Regular readers will remember how last December I set a new personal best for exclusions, detentions and lines. Today I set a record for fastest exclusion - two minutes before the lesson had even started. But I'd rather do something like that than end up like this poor sod, who is up in court for slapping one of his pupils.
For those of you who can't read French, it seems that the 11-12 year-old pupil insulted his teacher, who snapped and slapped him across the face. Even though he owned up straight away, and recognises he went too far, he spent 24 hours in custody and is up before the judges in March because the kid's father decided to sue. The teacher also admits to "slight" drinking problems; he tested positive for alcohol when arrested, but we don't know if he had a drink before or after the incident. Most commentators agree that it was wrong to hit the pupil, but the reaction is going too far.

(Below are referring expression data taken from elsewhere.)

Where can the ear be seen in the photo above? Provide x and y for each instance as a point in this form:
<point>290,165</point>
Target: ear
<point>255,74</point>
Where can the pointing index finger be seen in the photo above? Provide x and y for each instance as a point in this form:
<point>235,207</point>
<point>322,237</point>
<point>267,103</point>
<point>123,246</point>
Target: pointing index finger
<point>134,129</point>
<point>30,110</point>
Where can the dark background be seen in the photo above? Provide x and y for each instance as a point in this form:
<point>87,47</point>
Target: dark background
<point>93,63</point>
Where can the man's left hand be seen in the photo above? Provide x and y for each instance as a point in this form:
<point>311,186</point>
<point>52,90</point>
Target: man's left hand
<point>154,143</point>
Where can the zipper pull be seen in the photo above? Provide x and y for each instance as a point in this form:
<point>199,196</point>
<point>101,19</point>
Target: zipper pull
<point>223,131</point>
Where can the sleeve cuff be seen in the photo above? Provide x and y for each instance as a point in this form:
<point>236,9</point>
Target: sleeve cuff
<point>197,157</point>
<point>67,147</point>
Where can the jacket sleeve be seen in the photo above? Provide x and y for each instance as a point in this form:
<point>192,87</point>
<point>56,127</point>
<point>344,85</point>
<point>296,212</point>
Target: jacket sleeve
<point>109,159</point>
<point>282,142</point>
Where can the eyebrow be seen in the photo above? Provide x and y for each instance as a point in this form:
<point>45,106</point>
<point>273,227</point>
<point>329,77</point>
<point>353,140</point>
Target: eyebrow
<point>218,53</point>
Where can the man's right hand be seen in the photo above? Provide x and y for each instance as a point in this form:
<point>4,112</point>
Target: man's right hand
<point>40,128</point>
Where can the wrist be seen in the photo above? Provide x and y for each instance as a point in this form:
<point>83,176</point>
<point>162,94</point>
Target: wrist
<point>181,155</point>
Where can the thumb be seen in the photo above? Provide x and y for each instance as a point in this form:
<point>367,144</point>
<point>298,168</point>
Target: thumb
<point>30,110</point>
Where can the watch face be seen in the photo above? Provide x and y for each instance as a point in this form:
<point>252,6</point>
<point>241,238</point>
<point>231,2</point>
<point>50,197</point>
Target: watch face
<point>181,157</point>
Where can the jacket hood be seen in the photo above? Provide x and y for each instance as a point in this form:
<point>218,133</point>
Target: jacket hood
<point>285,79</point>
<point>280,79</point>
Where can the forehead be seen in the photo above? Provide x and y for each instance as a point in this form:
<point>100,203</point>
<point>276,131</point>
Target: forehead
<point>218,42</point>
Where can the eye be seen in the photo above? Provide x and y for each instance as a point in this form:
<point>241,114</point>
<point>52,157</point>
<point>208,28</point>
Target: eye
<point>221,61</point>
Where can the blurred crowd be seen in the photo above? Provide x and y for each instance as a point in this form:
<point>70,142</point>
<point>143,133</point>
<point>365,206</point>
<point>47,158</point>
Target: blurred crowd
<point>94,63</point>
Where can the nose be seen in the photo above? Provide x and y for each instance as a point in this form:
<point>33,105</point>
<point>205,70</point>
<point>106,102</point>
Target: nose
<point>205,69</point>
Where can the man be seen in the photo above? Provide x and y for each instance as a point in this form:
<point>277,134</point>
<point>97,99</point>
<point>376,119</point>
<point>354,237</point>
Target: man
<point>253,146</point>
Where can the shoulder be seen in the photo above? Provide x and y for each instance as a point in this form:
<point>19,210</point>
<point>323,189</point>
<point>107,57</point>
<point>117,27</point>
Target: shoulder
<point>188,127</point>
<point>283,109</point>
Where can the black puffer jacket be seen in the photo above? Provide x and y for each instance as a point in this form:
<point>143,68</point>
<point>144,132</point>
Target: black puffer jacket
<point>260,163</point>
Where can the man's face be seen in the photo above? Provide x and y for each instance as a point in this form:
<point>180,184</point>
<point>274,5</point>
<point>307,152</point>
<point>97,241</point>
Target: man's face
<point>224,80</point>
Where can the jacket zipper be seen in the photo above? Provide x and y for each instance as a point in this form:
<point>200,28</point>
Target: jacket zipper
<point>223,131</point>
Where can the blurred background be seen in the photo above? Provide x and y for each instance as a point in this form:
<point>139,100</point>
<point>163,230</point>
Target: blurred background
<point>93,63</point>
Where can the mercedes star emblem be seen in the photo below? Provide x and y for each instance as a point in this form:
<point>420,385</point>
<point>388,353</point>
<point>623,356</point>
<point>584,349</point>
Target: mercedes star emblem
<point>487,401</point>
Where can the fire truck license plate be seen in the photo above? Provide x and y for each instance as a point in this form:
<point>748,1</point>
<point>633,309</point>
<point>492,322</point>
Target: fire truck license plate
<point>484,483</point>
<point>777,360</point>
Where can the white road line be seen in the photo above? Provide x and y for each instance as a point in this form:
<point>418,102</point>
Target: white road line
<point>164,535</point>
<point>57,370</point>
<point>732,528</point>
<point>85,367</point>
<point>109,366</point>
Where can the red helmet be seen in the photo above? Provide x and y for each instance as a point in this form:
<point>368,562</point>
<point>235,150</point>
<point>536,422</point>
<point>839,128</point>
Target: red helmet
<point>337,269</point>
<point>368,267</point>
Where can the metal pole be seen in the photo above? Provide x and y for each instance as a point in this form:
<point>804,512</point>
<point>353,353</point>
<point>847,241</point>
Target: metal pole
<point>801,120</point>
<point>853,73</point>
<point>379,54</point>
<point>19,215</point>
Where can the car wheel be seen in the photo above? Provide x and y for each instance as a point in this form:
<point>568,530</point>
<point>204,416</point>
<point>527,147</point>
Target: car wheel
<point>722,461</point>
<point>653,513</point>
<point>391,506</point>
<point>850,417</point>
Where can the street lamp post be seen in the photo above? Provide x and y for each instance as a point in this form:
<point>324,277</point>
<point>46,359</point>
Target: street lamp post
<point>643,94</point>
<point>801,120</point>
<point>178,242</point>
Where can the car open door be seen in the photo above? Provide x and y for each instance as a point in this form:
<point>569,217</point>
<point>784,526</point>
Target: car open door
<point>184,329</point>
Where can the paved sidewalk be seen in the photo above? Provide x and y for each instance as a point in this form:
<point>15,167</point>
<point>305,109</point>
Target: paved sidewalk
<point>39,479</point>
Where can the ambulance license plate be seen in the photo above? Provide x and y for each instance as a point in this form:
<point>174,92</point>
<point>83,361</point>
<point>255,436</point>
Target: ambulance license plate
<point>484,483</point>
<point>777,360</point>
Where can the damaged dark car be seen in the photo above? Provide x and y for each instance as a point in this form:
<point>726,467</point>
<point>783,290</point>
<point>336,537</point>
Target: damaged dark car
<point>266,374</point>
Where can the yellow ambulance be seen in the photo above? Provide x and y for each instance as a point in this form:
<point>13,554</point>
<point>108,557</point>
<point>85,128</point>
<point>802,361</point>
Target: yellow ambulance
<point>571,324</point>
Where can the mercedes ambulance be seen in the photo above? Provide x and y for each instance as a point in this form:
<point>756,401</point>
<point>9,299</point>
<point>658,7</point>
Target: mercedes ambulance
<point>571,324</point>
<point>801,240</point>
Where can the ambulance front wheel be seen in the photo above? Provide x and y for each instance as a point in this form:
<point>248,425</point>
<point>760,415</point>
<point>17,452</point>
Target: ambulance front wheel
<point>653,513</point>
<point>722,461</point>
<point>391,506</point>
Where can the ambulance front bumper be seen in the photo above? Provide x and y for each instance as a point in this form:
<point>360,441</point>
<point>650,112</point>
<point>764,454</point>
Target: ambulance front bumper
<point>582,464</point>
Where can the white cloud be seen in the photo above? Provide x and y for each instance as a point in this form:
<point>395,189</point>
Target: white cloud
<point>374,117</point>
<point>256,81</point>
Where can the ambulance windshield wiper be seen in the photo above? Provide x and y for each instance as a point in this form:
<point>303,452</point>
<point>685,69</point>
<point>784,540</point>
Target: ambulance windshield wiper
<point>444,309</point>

There's also a certain amount of insinuation that the fact that the father is a policeman has led to the case being taken more seriously by the authorities.
There's been a lot of talk in the staff room, and the general feeling among my colleagues is "there but for the grace of God go I". Though we'd all like to think we'd never hit one of our charges, everyone I've heard recognises that if they might do the same if pushed far enough. I've already seen one colleague reduced to tears (in the staff room afterwards, fortunately) and the general feeling is that while we don't want to bring back the cane and send them down the mines, some kids have a feeling of impunity which is only reinforced by a culture of rights with no corresponding culture of responsibility.
It's interesting that the Education Minister, without actually siding with the teacher, has said that he doesn't want the kid to go unpunished and has pointed out that teachers are far more likely to be victims of violence than perpetrators. Not that it makes it OK for us to slap the little sods, but who knows, maybe the kid will finally learn that when you insult people, you risk getting hit. If that means he avoids getting his head kicked in when he's old enough to go to bars, some good might come of it. But if he doesn't, he'll get no sympathy from me.
Edit - the teaching union snes have set up an online petition in support of the teacher concerned.